Relationship of tensegrity icosahedron to its Platonic (planar) counterpart
Fig. 15-11. Relationship of tensegrity icosahedron to its Platonic (planar) counterpart.
Click on thumbnail for larger image.

      Perhaps the most significant lesson from tensegrity structures lies in their unexpected strength. A tensegrity's apparent extreme fragility is completely deceptive. The uninformed observer will usually approach such a structure with great caution, touch it hesitantly and gently so as not to break the delicate model, and (if persistent) ultimately realize that a tensegrity can be thrown around the room without harm. The erroneous initial assumption is a result of a deeply ingrained bias in favor of compression as the reliable source of structure. We perceive string and cable as flimsy, but actually the magnitude of a force that can be carried by "delicate" tension materials can far exceed the corresponding capacity of compression elements. Humanity's perception is in need of retuning.

      The other aspect of a tensegrity's remarkable strength is the rapid omnidirectional distribution of applied forces. One of the advantages of a network of tension elements is efficient dispersal of loads around a structure, enabling the whole system to withstand forces far greater than could be predicted by engineering analysis of the separate components. Welcome back, synergy:

      This is not the behavior we are used to in any structures of previous experiences... Ordinary beams deflect locally... The tensegrity "beam" does not act independently but acts only in concert with "the whole building", which contracts only symmetrically when the beam is loaded... . The tensegrity system is synergetic. ...(724.33-4)

This "whole system" behavior can be detected by pushing or pulling on two opposite struts of certain tensegrities. The entire system will contract or expand symmetrically like a balloon, and also will spring back to its equilibrium configuration when the applied force is removed. (Photo 15-3 shows the simple six-strut tensegrity, which is arguably the most elegant illustration of this uniform contraction or expansion in response to a unidirectional force.) Similarly, this synergetic behavior insures a balanced distribution of stresses:

Six-strut 'expanded octahedron' tensegrity
Photo. 15-3. Six-strut "expanded octahedron" tensegrity.
Photograph courtesy of the Buckminster Fuller Institute, Los Angeles, Calif.
Click on thumbnail for larger image.

      If you... tauten one point in a tensegrity system, all the other parts of it tighten evenly. If you twang any tension member anywhere in the structure, it will give the same resonant note as the others. (720.10)
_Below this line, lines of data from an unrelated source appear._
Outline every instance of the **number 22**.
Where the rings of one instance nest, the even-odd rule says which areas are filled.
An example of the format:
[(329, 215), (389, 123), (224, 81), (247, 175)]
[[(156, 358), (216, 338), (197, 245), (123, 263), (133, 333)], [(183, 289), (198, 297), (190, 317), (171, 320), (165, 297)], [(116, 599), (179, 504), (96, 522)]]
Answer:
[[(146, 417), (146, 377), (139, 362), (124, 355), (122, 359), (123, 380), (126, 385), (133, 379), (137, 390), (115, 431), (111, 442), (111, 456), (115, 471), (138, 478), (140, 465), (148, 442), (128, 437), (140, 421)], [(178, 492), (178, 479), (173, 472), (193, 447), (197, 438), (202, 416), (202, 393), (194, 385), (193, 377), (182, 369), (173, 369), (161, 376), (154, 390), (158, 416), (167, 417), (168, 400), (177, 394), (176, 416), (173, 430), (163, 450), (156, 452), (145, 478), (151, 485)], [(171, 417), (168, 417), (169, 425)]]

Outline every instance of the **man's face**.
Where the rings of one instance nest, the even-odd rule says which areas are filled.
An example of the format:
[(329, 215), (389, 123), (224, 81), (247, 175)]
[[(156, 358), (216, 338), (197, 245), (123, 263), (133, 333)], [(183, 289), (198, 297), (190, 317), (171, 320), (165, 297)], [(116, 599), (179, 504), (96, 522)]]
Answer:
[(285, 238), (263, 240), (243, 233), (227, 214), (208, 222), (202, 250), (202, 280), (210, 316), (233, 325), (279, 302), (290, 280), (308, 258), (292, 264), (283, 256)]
Fuller felt that this dispersal is not really understood by most engineers, and as a result, they have been unable to predict or analyze the extraordinary capabilities of tensegrities and geodesic domes. Note that discontinuous compression and continuous tension also characterize geodesic domes, but as these structures lack the visually legible quality of the geometric models, one cannot at a glance identify the operative forces:

      Structural analysis and engineering—design strategies... were predicated upon the stress analysis of individual beams, columns, and cantilevers as separate components... [and] could in no way predict, let alone rely upon, the synergetic behaviors of geodesics... . Engineering was, therefore, and as yet is, utterly unable to analyze effectively and correctly tensegrity geodesic structural spheres in which none of the compression members ever touch one another and only the tension is continuous. (640.02)

The ultimate result of this conceptualizing and model building is that the barrier to ever-larger clear-spanning enclosures has been removed. By understanding the crucial role of tension, we can learn to manipulate it in preferred ways. "We are able to reach unlimited spans because our only limitation is tension, where there is no inherent limit to cross-section due to length" (764.02). Cosmic zoning laws are repealed.